Les membres du Comité permanent des langues officielles ont abordé toutes ces questions avec trois professeurs de droit de l’Université d’Ottawa, jeudi, lors de leur plus récente réunion. Après avoir consacré une bonne partie de leurs séances à la « crise de l’Ontario  », ils ont repris leurs travaux sur la modernisation de la Loi sur les langues officielles.

Le constitutionnaliste Benoit Pelletier a ouvert le bal en relançant l’idée de créer un tribunal administratif — en appui au commissaire aux langues officielles — qui aurait les possibilités d’imposer des sanctions administratives, pécuniaires et pénales.

Le commissaire a des pouvoirs importants [...] mais il n’a pas le pouvoir de sanctions. Et le moment serait venu de se focaliser sur cette lacune, a-t-il lancé. La création d’un tribunal administratif, c’est une idée intéressante qui mérite d’être explorée.

Jusqu’à présent, le commissaire essaie de faire preuve de persuasion, mais on se rend compte que ce n’est pas suffisant.

Benoît Pelletier, professeur de droit à l'Université d'Ottawa

Dans le système actuel, le commissaire peut déposer un rapport au Parlement. Le but est d’attirer l’attention publique sur une institution fédérale récalcitrante. C’est l’un des pouvoirs les plus importants du commissaire, mais le professeur de droit à l'Université d'Ottawa, François Larocque, estime que ce n’est pas une mesure très robuste.

Très souvent cela peut fonctionner, mais c’est quand même du soft power et les résultats peuvent être moins étincelants, a-t-il déclaré.

C’est là qu’un tribunal administratif, qui aurait le pouvoir d’émettre des ordonnances intérimaires et, à l’issue d’une procédure en bonne et due forme, pourrait ordonner une réparation — et peut-être imposer des amendes —, serait intéressant.

Stéphane Dion

Une autre avenue serait de confier au Bureau du conseil privé la mise en application de la Loi sur les langues officielles, un peu comme cela a déjà été le cas en 2001.
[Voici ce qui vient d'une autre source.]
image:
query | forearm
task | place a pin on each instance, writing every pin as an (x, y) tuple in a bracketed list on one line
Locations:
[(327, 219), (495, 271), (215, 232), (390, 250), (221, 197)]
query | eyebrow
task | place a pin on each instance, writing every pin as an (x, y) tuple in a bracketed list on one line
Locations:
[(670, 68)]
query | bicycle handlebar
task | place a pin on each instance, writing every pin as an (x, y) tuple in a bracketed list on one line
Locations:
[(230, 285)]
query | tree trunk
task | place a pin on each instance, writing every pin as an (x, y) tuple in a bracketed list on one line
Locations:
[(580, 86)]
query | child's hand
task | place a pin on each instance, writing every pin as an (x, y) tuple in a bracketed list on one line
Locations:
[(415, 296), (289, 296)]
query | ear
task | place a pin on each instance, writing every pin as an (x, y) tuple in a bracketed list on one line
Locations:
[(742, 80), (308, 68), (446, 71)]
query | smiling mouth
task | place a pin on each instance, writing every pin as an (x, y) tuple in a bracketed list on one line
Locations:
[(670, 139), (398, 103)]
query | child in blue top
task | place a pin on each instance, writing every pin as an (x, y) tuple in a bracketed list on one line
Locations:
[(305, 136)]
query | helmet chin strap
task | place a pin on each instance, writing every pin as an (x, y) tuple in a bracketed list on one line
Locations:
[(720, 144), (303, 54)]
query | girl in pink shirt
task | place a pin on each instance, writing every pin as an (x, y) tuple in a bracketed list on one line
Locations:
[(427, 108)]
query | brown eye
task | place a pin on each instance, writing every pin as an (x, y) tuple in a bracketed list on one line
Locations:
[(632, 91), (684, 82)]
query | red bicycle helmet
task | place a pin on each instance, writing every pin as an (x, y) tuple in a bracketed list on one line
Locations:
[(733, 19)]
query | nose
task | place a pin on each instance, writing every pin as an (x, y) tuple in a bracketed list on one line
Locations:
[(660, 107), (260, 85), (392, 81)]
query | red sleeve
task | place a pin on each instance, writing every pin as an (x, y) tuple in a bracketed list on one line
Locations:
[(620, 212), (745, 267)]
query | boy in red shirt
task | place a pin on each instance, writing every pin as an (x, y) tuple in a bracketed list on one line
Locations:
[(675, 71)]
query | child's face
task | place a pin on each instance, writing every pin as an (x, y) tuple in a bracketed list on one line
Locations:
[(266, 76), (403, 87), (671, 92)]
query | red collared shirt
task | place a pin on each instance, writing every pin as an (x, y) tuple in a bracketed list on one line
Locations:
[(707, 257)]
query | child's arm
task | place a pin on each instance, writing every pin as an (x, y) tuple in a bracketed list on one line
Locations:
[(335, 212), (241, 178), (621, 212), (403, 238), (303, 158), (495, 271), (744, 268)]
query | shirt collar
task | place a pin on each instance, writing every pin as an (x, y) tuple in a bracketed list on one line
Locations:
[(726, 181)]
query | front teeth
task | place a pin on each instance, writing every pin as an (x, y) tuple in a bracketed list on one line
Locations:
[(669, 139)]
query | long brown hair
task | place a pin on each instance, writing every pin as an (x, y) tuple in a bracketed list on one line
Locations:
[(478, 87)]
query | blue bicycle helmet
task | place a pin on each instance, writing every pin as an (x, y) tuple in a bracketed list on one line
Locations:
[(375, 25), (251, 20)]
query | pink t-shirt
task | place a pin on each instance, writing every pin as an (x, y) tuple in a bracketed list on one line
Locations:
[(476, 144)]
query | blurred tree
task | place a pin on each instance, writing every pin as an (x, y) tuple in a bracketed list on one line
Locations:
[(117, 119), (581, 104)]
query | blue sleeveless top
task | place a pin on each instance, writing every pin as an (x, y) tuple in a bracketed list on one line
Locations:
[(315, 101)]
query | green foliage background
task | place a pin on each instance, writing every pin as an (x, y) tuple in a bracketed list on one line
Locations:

Lorsque Stéphane Dion a été greffier du Conseil privé, il a demandé de prendre les langues officielles sous sa gouverne et c’est à partir de là qu’on a eu le premier plan d’action, a rappelé le professeur de droit Pierre Foucher.

Il ne faut pas oublier que le greffier, c’est le patron de tous les fonctionnaires. Quand l’ordre vient du Conseil privé, les fonctionnaires écoutent. C’est beaucoup plus fort que si [la directive provient] du ministre de Patrimoine canadien, par exemple.

Mettez ça sous le conseil privé, vous allez voir que la fonction publique va bouger beaucoup plus vite!

Pierre Foucher, professeur de droit à l'Université d'Ottawa

Les témoignages des trois professeurs surviennent quelques jours après que le comité sénatorial des langues officielles a déposé son troisième rapport consacré à la modernisation de la Loi sur les langues officielles.

De son côté, le comité permanent de la Chambre des communes espère proposer une version plus moderne de la Loi sur les langues officielles avant les prochaines élections fédérales.